Kritiken • TAILOR MADE DREAMS

07. Dezember 2006 | TAILOR MADE DREAMS • Kritik • Der Tagesspiegel

Silvia Hallensleben sah ein impressionistisches Märchen mit starkem Bollywood-Akzent. "Dazwischen schlechter Gesang und schön lächelnde Frauen, und auch eine Reihe mehr oder weniger gelungener Begegnungen, die aber nie sichtbare Intensität entfalten. Überhaupt will sich Empathie in der locker dahinplätschernden Szenenfolge nicht so recht einstellen. Und auch Erkenntnisblitze, die sich aus der Konfrontation von filmgezeugter und echter Wirklichkeit, asiatischer und nordeuropäischer Kultur hätte ergeben können, bleiben aus. So ist TAILOR MADE DREAMS nur etwas für harte Bollywood-Fans."

07. Dezember 2006 | TAILOR MADE DREAMS • Kritik • Neues Deutschland

Der Film erzählt in Doku-Fiction-Manier vom Rundtrip des Schneiders, schreibt Caroline M. Buck. "Ähnlich wie der Film um den falschen Kasachen BORAT führt auch TAILOR MADE DREAMS nicht nur seinen Protagonisten auf die Reise durch einen fremden Kontinent, sondern auch dessen Bewohner vor der Kamera vor. TAILOR MADE DREAMS spielt zwar finanziell in einer anderen Liga. Dass sie ihrer rein geschäftlichen Urlaubsbekanntschaft ihre Visitenkarte anvertrauten, dürften aber einige der Kunden des Schneiders aus Bangkok mittlerweile bedauern. "

05. Dezember 2006 | TAILOR MADE DREAMS • Kritik • film-dienst 25/2006

Für Hans Messias funktioniert der Film nicht.
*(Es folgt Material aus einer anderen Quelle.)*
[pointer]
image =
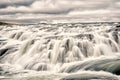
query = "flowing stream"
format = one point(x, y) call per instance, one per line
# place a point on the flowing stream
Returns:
point(66, 51)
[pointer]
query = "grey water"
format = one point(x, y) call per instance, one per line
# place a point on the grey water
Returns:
point(61, 51)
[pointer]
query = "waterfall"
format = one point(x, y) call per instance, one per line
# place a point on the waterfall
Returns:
point(73, 53)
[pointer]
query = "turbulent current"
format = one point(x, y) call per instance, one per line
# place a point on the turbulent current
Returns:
point(66, 51)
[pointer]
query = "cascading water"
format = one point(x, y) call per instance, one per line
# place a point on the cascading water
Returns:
point(70, 51)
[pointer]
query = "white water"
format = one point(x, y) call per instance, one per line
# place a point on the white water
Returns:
point(60, 52)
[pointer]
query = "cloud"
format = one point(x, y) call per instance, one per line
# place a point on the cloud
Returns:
point(39, 9)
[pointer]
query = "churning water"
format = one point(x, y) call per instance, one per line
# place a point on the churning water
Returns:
point(67, 51)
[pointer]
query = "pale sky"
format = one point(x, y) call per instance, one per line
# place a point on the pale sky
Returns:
point(32, 11)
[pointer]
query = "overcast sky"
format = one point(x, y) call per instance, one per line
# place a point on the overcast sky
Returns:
point(82, 10)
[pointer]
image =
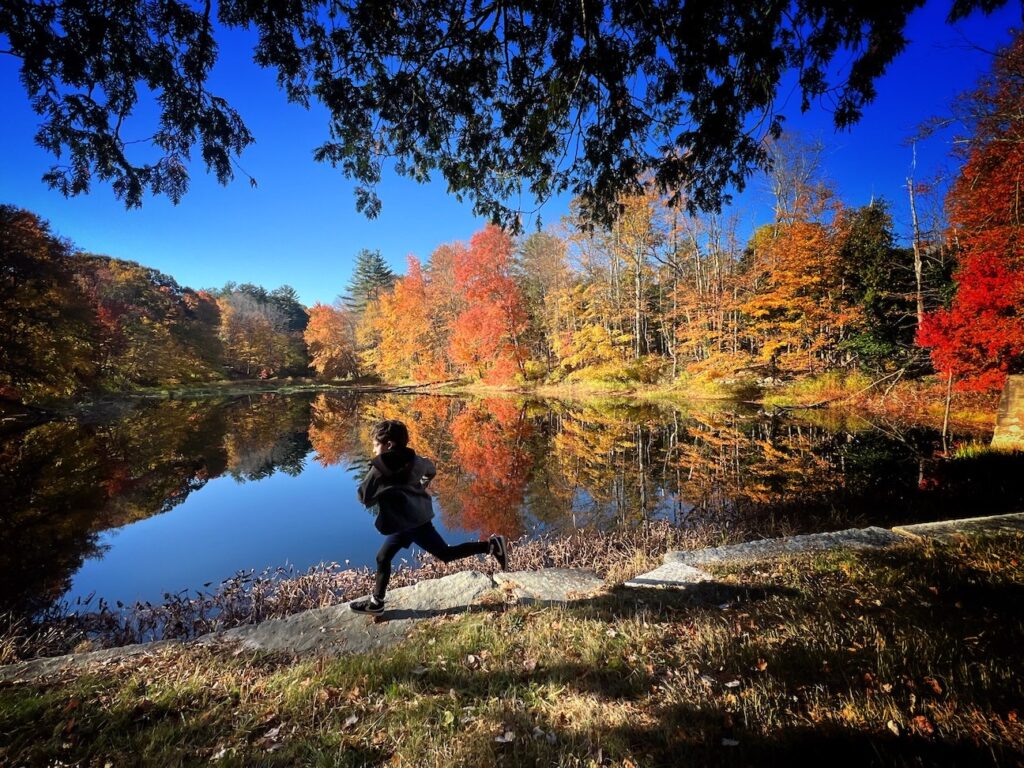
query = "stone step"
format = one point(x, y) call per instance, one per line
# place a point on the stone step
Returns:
point(676, 576)
point(550, 585)
point(871, 538)
point(948, 530)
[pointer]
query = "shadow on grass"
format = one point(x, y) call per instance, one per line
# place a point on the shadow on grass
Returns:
point(731, 700)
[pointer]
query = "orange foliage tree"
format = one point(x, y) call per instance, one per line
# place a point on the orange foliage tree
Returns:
point(330, 337)
point(407, 346)
point(486, 334)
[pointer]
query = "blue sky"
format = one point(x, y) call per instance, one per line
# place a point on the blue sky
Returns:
point(299, 226)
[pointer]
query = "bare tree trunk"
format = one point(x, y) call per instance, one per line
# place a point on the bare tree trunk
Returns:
point(945, 415)
point(916, 241)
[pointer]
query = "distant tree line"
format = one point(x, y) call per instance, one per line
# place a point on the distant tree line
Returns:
point(658, 294)
point(74, 323)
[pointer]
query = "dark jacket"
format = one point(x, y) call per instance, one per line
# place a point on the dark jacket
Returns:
point(397, 484)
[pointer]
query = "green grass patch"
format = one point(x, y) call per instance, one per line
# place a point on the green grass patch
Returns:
point(908, 656)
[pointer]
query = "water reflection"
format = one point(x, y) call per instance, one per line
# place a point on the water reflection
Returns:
point(507, 466)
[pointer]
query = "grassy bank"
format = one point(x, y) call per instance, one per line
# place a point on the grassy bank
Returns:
point(905, 657)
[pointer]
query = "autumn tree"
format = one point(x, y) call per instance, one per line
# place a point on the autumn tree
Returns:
point(46, 330)
point(542, 271)
point(587, 98)
point(979, 338)
point(486, 336)
point(406, 349)
point(330, 337)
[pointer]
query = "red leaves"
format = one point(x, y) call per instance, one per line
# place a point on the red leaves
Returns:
point(980, 338)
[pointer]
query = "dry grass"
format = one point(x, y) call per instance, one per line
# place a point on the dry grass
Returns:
point(250, 598)
point(905, 657)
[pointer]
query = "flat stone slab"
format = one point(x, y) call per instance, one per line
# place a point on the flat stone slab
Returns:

Grund sind das Sujet und die Protagonisten. Er "bedient sich der Stilmittel und Farben des Bollywood-Films, und so wird bei den Liedern und Tänzen nie so recht deutlich, ob sie das Innenleben Issars oder seinen augenblicklichen Seelenzustand spiegeln, oder ob sie das Genre grundsätzlich ironisieren wollen. Für letzteres fehlt freilich die spielerische Überhöhung, und so erwecken diese Szenen den Eindruck, als hätte sich eine Truppe von überambitionierten Laienspielern zuviel zugemutet und bliebe auf halbem Weg zur Parodie stecken. Ähnliches gilt für den selbstbewussten Hauptdarsteller, der sich stets in den Mittelpunkt drängt und von seinen Entertainer-Qualitäten überzeugt ist, ohne welche zu haben."